The solution to this problem was to make use of the pairs of sequence reads from opposite ends of the genomic inserts in the same clone—these reads are called paired-end reads. The idea was to find paired-end reads that spanned the gaps between two sequence contigs (Figure 14-6). In other words, if one end of an insert was part of one contig and the other end was part of a second contig, then this insert must span the gap between two contigs, and the two contigs were clearly near each other.

Figure 14-6: Paired-end reads may be used to join two sequence contigs
Figure 14-6: Paired-end reads can be used to join two sequence contigs into a single ordered and oriented scaffold.
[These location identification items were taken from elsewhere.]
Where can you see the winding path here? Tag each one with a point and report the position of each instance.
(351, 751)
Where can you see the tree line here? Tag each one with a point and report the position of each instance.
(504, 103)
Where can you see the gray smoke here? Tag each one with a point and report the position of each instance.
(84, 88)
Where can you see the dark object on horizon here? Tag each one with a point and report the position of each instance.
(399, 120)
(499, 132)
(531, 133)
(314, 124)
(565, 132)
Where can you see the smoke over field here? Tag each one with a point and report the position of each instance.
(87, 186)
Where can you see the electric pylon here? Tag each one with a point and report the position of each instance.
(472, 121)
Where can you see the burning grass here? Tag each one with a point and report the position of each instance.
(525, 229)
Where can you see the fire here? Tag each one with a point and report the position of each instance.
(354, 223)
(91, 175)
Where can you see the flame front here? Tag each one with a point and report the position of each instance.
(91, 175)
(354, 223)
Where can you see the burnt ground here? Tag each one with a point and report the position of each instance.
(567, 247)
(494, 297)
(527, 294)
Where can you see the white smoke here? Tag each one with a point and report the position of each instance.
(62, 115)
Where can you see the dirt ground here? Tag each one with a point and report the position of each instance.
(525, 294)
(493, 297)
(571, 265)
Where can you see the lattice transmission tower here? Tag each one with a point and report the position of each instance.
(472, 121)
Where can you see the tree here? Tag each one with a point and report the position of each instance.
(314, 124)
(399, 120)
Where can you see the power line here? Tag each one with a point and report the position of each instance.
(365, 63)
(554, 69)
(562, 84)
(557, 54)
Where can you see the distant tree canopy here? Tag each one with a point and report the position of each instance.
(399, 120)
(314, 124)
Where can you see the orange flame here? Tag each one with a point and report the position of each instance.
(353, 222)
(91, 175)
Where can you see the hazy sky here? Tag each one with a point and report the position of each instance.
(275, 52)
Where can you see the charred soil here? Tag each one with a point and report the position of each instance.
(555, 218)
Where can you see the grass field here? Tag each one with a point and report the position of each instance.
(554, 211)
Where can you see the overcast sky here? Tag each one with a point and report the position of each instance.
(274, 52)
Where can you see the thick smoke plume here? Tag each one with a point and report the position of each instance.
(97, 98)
Indeed, because the size of each clone was known (that is, it came from a library containing genomic inserts of uniform size, either the 2-kb, 100-kb, or 150-kb library), the distance between the end reads was known. Further, aligning the sequences of the two contigs by using paired-end reads automatically determines the relative orientation of the two contigs. In this manner, single-copy contigs could be joined together, albeit with gaps where the repetitive elements reside. These gapped collections of joined-together sequence contigs are called scaffolds (sometimes also referred to as supercontigs). Because most Drosophila repeats are large (3–8 kb) and widely spaced (one repeat approximately every 150 kb), this technique was extremely effective at producing a correctly assembled draft sequence of the single-copy DNA. A summary of the logic of this approach is shown in Figure 14-7.
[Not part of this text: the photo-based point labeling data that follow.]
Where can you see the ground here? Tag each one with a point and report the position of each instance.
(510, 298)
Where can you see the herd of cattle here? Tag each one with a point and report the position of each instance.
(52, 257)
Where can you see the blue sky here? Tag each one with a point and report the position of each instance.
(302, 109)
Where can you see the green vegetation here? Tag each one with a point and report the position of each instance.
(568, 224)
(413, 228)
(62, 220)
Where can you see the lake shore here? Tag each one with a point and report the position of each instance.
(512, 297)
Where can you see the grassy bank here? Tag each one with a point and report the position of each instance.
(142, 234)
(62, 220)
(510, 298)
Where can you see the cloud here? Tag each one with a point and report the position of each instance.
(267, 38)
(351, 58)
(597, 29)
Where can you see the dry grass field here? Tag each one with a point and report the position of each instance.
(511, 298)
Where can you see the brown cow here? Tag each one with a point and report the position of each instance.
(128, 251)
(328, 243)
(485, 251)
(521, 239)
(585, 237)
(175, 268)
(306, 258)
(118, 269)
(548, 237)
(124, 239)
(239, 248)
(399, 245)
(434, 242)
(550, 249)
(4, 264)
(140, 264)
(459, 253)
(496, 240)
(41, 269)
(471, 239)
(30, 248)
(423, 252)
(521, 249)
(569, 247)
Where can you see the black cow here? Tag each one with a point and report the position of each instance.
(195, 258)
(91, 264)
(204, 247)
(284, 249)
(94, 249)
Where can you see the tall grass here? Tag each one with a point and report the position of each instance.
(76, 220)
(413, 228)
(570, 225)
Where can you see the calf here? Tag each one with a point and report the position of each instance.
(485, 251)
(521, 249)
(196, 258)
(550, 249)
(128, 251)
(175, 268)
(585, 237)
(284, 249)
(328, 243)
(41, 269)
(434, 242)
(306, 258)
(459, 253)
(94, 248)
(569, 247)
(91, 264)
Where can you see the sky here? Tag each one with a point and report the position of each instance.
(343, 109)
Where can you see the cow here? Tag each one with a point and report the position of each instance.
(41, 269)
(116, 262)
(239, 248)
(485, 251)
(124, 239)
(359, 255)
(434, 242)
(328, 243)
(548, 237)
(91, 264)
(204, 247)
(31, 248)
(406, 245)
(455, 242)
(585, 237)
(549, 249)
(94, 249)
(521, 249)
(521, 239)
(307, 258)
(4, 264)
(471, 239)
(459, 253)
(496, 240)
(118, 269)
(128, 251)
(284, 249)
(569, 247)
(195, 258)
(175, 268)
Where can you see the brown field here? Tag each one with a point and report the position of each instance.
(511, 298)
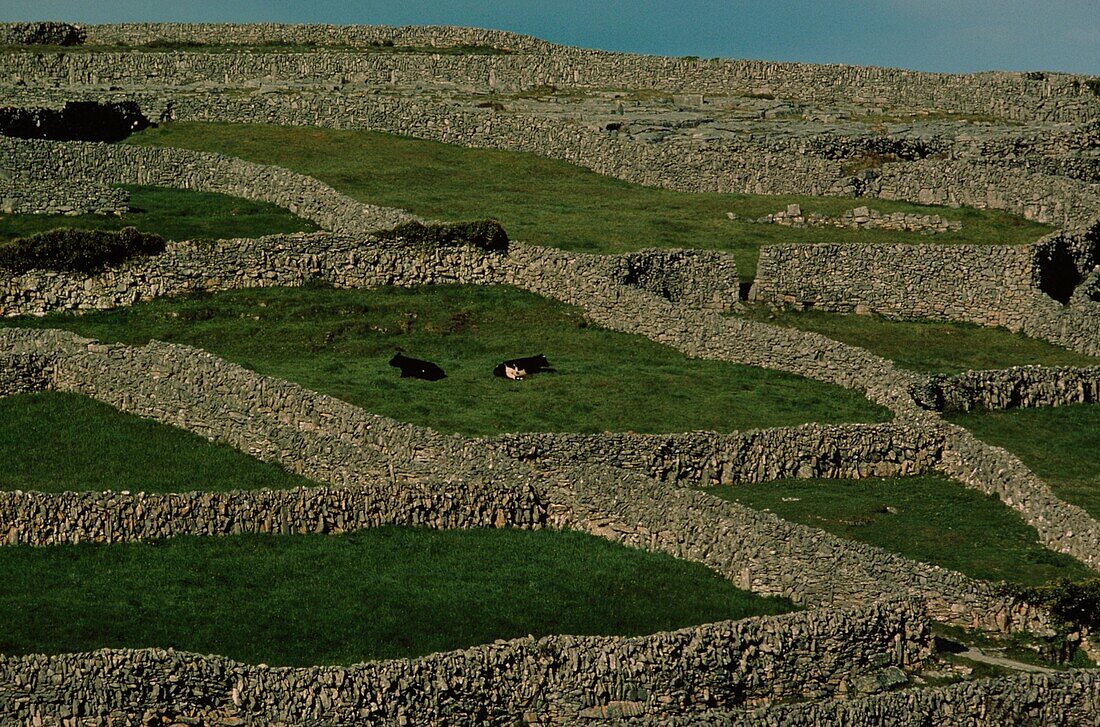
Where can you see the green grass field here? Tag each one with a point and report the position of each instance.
(340, 341)
(935, 520)
(172, 213)
(1060, 444)
(327, 599)
(925, 345)
(552, 202)
(59, 442)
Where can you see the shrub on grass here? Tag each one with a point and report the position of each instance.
(1074, 603)
(43, 34)
(89, 121)
(77, 251)
(487, 234)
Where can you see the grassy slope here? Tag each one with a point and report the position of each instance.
(548, 201)
(173, 213)
(937, 521)
(383, 593)
(57, 442)
(924, 345)
(1062, 444)
(339, 341)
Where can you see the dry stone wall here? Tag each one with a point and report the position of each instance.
(705, 459)
(763, 553)
(138, 34)
(1011, 96)
(312, 434)
(446, 482)
(728, 165)
(994, 471)
(990, 285)
(1020, 386)
(1064, 700)
(553, 679)
(985, 285)
(22, 195)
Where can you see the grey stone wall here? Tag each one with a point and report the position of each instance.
(989, 285)
(553, 679)
(581, 279)
(704, 459)
(107, 164)
(310, 34)
(1065, 700)
(452, 482)
(23, 195)
(1012, 96)
(1020, 386)
(994, 471)
(977, 284)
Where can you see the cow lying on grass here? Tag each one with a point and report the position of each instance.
(517, 368)
(417, 368)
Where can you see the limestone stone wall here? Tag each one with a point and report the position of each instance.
(26, 195)
(985, 285)
(990, 285)
(994, 471)
(704, 459)
(138, 34)
(1020, 386)
(1062, 700)
(558, 679)
(1020, 97)
(743, 165)
(173, 167)
(378, 472)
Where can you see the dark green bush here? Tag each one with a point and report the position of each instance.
(487, 234)
(89, 121)
(46, 33)
(1074, 603)
(77, 251)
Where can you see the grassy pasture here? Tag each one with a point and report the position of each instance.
(553, 202)
(54, 442)
(946, 348)
(172, 213)
(1060, 444)
(375, 594)
(928, 518)
(340, 341)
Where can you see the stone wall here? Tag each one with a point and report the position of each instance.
(1030, 194)
(985, 285)
(1062, 700)
(743, 165)
(994, 471)
(24, 195)
(1020, 386)
(989, 285)
(1011, 96)
(174, 167)
(138, 34)
(557, 679)
(581, 279)
(860, 218)
(704, 459)
(452, 482)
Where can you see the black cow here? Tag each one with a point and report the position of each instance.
(521, 367)
(417, 368)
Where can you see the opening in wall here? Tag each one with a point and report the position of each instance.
(1058, 274)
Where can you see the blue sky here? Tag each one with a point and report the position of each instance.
(942, 35)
Figure 14-7: Strategy for whole-genome shotgun sequencing assembly
Figure 14-7: In whole-genome shotgun sequencing, first, the unique sequence overlaps between sequence reads are used to build contigs. Paired-end reads are then used to span gaps and to order and orient the contigs into larger units, called scaffolds.

518

Next-generation WGS does not circumvent the problem of repetitive sequences and gaps. Since this approach is intended to circumvent the construction of libraries, which would otherwise facilitate the bridging of gaps between contigs via paired-end reads, next-generation WGS researchers had to devise a way to bridge these gaps without building genomic libraries in vectors. One solution was to build a library of circularized genomic DNA fragments of desired sizes. The circularization allows for short segments of previously distant sequences located at the ends of each fragment to be juxtaposed on either side of a linker sequence. Shearing of these circular molecules and amplification and sequencing of linker-containing fragments produces paired-end reads equivalent to those obtained from sequencing of traditional genomic-library inserts (Figure 14-8).
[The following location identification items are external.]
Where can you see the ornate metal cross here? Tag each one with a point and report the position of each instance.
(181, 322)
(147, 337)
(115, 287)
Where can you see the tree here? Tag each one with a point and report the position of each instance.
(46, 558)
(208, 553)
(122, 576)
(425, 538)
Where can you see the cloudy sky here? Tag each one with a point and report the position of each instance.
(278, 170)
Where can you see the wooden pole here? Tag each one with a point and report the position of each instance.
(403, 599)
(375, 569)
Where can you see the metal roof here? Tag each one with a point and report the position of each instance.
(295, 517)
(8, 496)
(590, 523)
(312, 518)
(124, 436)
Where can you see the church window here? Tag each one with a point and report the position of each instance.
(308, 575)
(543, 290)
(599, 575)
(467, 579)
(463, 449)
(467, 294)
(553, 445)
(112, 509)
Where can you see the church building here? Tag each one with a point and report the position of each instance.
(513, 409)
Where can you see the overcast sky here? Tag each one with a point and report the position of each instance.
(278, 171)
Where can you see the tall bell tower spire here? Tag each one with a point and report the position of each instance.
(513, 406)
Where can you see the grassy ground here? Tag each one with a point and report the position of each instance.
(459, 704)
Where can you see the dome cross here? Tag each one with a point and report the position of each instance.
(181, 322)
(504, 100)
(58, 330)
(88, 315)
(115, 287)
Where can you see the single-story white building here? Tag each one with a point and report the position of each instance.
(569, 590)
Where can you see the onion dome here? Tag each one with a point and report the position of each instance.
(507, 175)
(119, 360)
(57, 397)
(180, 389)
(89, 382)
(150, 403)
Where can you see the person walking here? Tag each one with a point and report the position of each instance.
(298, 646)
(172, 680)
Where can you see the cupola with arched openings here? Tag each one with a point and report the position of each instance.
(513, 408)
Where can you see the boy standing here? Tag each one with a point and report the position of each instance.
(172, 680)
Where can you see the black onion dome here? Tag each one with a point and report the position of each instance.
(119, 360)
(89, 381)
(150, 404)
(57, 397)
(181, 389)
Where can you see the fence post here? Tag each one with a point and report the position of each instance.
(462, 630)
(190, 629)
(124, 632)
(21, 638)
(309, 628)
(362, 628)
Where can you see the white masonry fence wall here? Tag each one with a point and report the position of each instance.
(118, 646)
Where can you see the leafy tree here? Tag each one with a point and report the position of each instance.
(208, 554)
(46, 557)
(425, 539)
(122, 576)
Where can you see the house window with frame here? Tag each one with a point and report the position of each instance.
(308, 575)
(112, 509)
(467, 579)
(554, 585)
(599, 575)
Figure 14-8: Paired-end reads can be produced by circularization
Figure 14-8: Paired-end reads for high-throughput sequencing can be produced without genomic-library construction. The figure is based on the paired-end protocol of the Roche GS FLX Titanium Series, Roche Applied Science, Mannheim, Germany.

519

In both traditional and next-generation whole-genome shotgun sequencing, some gaps usually remain. Specific procedures targeted to individual gaps must be used to fill the missing data in the sequence assemblies. If the gaps are short, missing fragments can be generated by using the known sequences at the ends of the assemblies as primers to amplify and analyze the genomic sequence in between. If the gaps are longer, attempts can be made to isolate the missing sequences as parts of larger inserts that have been cloned into a vector, and then to sequence the inserts.

Whether a genome is sequenced to “draft” or “finished” standards is a cost–benefit judgment. It is relatively straightforward to create a draft but very hard to complete a finished sequence.